Fat Horses: Adipose Stores Have Variety of Health Effects

It used to be thought that adipose tissue, or fat, serves as simply a storage form of energy. In recent years, scientists have discovered fat performs a large number of tasks and actually functions as a highly active metabolic and endocrine organ. Adipose tissue produces a large variety of molecules, including inflammatory mediators, hormones, enzymes, and other proteins that have wide-reaching effects on almost every body system.
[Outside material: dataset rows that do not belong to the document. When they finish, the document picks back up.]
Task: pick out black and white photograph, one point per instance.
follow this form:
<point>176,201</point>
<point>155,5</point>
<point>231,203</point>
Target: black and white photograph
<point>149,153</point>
In human medicine, it is known that different fat stores produce different “sets” of molecules, and that people with excessive fat deposits have higher levels of inflammatory molecules in their bodies. It is also known that humans with excessive abdominal fat stores (rather than fat stores located elsewhere) have an increased risk of developing obesity-related disorders, including metabolic syndrome and insulin resistance.
Horses can also develop those same disorders with perilous consequences. For example, insulin-resistant horses do not respond to the hormone insulin, which means that sugar derived from food is not absorbed by the body tissues and remains abnormally elevated. Affected horses are at risk of developing chronic laminitis—a well-known, life-threatening condition.
According to researchers from Belgium*, horses also have a number of distinct fat deposits throughout their bodies, including the crest, the abdomen, and tissues under the skin around the loin and tailhead. Whether those different fat stores also produce different inflammatory mediators (as in humans) was unclear. The researchers collected and analyzed fat samples to determine what types of inflammatory molecules were produced by different fat stores.
The study authors confirmed that, just as in humans, not all fat deposits in horses are the same. The authors suggested that if more fat is deposited at the crest, it is more detrimental than if it had been deposited around the tailhead, for example.
Considering the increasing prevalence of obesity in horses, acquiring more information on the secret lives of fat cells is an important step in helping horses battle the bulge and avoid obesity-related disorders.
*Brynsteen, L., T. Erkens, L.J. Peelman, et al. 2013. Expression of inflammation-related genes is associated with adipose tissue location in horses. BMC Veterinary Research 9:240.